Richard Strauss - Don Juan


The second of Strauss's eight Tone Poems tells the story of the Spanish lothario Don Juan as seen through the lens of Nikolaus Lenau's 1844 poem which has him searching for the perfect woman. As with all programmatic music, I urge you to research the stories to come to a deeper understanding of the music and therefore a deeper portrayal when you perform and audition.

The lustiness and exuberance of youth is on display in the orchestral fireworks that open this piece. Have fun with the runs, and keep your tongue sharp for some very fast repetitive triplets. Five measures before D is your first exposed part. Pick a high F-sharp fingering you can control, play in tune, and play pp. Your first big solo, in octaves with the horn, comes at the top of the second page, on the A clarinet. In the orchestra, you have to play quite strongly to compete with the other melodies that are added one by one until you are most likely going to be lost in the texture. In an audition, you can play a real p, but do a large cresc. over the course of the solo to show you know what's happening in the rest of the orchestra at that time.

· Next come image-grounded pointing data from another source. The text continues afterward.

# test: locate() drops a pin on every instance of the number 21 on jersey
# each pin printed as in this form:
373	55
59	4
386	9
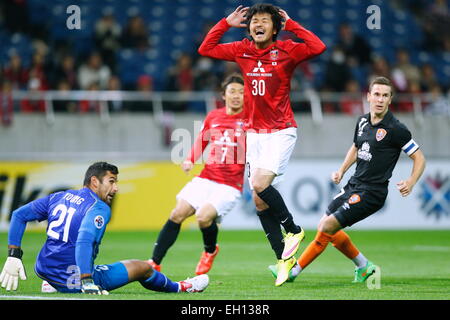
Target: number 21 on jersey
54	229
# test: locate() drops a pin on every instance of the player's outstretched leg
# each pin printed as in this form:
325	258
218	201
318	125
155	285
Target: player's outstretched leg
166	238
206	261
206	218
295	234
284	268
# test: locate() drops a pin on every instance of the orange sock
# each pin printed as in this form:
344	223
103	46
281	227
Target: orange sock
314	249
342	242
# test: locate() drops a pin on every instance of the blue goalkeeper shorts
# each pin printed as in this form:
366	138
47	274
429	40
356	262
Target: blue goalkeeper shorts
107	276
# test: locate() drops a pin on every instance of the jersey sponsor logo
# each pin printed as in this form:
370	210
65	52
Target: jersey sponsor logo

The really big solo comes 16 measures after M. The oboe has a beautiful solo at M, and conductors usually indulge the music and go quite slow here. The harmony is more beautiful than you will get later, but listen to the oboe well so that you can phrase somewhat in imitation of them, particularly in whether you play the grace-notes on the beat or before. It is more common to have them on the beat, but if you're auditioning for an orchestra and know for sure which way they like it, then you can play it that way. Be flexible enough to be able to change it if asked. Conductors generally like to move the clarinet solo faster than the oboe. The harmony is more unusual here too, with more dissonant notes and appoggiaturas, and crescendos to their resolution. Enter softly and play dolce. You can be more expressive after the first phrase, when you enter on the G-sharp. Now you are playing counter-melody amongst a bunch of woodwind lines, but still the most important thing. Make a very expressive octave leap to the high E, with a subito piu piano on it and a cresc. after you reach it, getting softer as you fall down the C-sharp and A. At the molto esp. be suddenly more expressive and a step stronger. The second falling chromatic line, 11 before N, is often done as an echo, and the line starting at 9 before N continues the dim. Breathe before the C-sharp. It's usually suddenly faster there. After hitting the B half-note, you are now accompanimental, so play soft and without much expression, continuing to get softer, slower, and fading out at N.